The government has proposed the creation of a ₹573-billion economic stabilisation fund aimed at safeguarding the country’s economy from global financial shocks, supply chain disruptions, and sudden market volatility. The initiative is designed to strengthen India’s economic resilience as international markets continue to face uncertainty due to geopolitical tensions, fluctuating energy prices, and changing trade dynamics.
According to officials, the proposed fund will serve as a financial buffer that can be deployed quickly during periods of economic stress. It will support critical sectors such as energy, infrastructure, agriculture, and manufacturing if global conditions disrupt supply chains or increase costs. By providing timely financial support, the fund aims to stabilize markets, protect employment, and ensure the uninterrupted supply of essential goods.
Economic policymakers believe that establishing a dedicated stabilisation mechanism will improve the government’s ability to respond rapidly to crises without placing immediate pressure on the national budget.

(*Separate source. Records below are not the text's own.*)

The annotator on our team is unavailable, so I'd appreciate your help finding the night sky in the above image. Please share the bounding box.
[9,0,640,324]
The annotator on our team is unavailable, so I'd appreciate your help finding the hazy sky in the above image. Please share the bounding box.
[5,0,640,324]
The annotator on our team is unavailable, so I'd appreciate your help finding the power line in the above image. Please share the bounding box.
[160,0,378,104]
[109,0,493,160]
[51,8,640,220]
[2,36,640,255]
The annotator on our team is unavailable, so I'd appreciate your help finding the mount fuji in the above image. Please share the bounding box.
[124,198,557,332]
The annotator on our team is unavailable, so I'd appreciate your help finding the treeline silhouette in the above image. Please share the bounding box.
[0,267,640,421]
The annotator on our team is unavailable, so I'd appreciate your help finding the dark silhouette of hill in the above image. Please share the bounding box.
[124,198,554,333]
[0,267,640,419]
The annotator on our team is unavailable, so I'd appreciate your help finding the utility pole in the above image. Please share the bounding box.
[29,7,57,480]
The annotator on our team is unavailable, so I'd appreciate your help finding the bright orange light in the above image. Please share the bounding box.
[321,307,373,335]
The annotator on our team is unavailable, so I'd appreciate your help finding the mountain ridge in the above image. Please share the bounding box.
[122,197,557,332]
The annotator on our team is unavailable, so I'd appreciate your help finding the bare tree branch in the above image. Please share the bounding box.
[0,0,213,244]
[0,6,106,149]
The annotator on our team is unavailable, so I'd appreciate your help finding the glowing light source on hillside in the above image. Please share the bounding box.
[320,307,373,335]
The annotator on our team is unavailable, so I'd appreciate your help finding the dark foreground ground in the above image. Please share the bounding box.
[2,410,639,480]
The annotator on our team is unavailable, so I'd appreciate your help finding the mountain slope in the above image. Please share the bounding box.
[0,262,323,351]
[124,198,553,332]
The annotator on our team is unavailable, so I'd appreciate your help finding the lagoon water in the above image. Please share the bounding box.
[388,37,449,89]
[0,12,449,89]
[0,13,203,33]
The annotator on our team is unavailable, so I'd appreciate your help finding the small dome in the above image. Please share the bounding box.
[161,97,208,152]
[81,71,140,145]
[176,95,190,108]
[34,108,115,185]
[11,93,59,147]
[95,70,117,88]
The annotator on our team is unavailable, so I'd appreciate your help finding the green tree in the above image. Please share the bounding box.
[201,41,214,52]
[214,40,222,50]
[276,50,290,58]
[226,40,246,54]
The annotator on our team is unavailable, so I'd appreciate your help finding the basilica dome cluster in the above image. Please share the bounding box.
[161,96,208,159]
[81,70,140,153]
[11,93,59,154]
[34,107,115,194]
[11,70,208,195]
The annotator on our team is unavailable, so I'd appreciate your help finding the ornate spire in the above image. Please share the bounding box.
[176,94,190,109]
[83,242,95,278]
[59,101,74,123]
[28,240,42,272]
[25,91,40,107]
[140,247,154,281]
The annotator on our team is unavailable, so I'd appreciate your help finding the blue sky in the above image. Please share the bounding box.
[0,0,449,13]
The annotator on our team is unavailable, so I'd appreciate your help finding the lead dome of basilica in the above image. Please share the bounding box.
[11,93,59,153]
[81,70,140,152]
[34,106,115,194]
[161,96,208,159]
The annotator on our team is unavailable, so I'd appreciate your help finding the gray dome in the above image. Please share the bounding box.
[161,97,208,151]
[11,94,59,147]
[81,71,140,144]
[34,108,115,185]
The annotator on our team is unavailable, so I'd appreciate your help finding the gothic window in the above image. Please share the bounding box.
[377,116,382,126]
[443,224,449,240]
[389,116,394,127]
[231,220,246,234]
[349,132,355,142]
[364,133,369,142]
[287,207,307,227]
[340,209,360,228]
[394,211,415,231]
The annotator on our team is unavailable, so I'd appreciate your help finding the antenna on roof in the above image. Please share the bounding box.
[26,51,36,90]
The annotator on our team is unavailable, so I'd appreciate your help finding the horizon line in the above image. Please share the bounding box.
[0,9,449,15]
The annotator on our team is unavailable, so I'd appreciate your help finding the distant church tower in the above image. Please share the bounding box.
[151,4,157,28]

The fund may also help manage inflationary pressures caused by sudden spikes in commodity prices, particularly crude oil and food imports, which often impact developing economies.
The proposal comes at a time when many countries are strengthening financial safeguards to address the risks associated with global economic volatility. Analysts note that such a fund could boost investor confidence by demonstrating the government’s preparedness to manage external shocks effectively.
If approved, the economic stabilisation fund is expected to complement existing fiscal and monetary policies while reinforcing India’s long-term economic stability and growth strategy in an increasingly unpredictable global environment news as reported.